American Reformer will build on this tradition to again shape a position Christian vision for America. Many Americans are disillusioned with the dominant post-war narrative, and we can offer a positive alternative grounded in the Christian tradition that formed so much of what they love and appreciate about America—and what, in many cases, they instinctively recognize to be true.
Theological Response to Cultural Heresies
Second, Christianity can address our besetting heresies. The abdication described earlier is a direct rejection of the Biblical command to rule, and stems from both a laziness common in many rich and decadent societies and a loss of moral confidence in the goodness of our rule.
Here, too, the American Christian tradition can address particularly American needs. The Protestant ethic helped produce the wealth that enables this decadence, and a strong Protestant ethic can continue to give purpose to work—including the hard work of human rule—even in a society that is not materially forced to such work. Centuries of American theology have addressed questions around the value of work, the responsibility of citizens, and self-government.
The dynamics around our loss of moral confidence are particularly American. The dominant theology of the incumbent leftist American cultural elite is guilt without grace—contributing to a strand of leftism defined not just by envy but also by abdication. As Joshua Mitchell has noted, Americans, steeped in a culture shaped by Calvinism, are broadly vulnerable to messages framed around guilt. With the decline of Christianity and loss of appreciation for Christian grace, combined with pervasive accusations against America’s historical sins, this can turn into legalistic quests for atonement through demanded abdication of any inherited or earned power or privilege. Even some Christians, sensing resonance with aspects of their faith, succumb to such heresies.

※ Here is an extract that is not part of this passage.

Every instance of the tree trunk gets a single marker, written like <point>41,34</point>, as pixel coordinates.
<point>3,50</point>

The solution is not, as some suggest, to broadly abandon guilt: this will deny the reality of our condition and will be rejected by many Americans, Christian and non-Christian alike. The solution is to restore the Christian understanding of grace—and particularly that of the American Christian tradition that addressed particularly American conceptions of guilt. Properly framed, this grace will restore our appreciation for our inherited blessings and the importance of stewarding them through responsible rule rather than irresponsible abdication.
With AI offering ever-stronger prospects for transhumanism—the ultimate opportunity for abdication and escape—the need is acute to defeat these heresies and renew a will in Americans to rule these technologies instead of being ruled by them. American Reformer will build on its facility with cultural questions to lead a Christian response to these errors.
Conclusion
Technology and innovation have been defining elements of our culture since America’s foundation. As digital transformation accelerates, reshaping nearly every aspect of life, questions around technology and humanity have become central to American discourse. A response requires a positive vision that can guide this transformation, and it requires answers to pervasive heresies that drive abdication rather than rule.
American Reformer has an opportunity to draw on the American Christian tradition to address both of these critical needs—and to help shape a new Manifest Destiny for the digital age.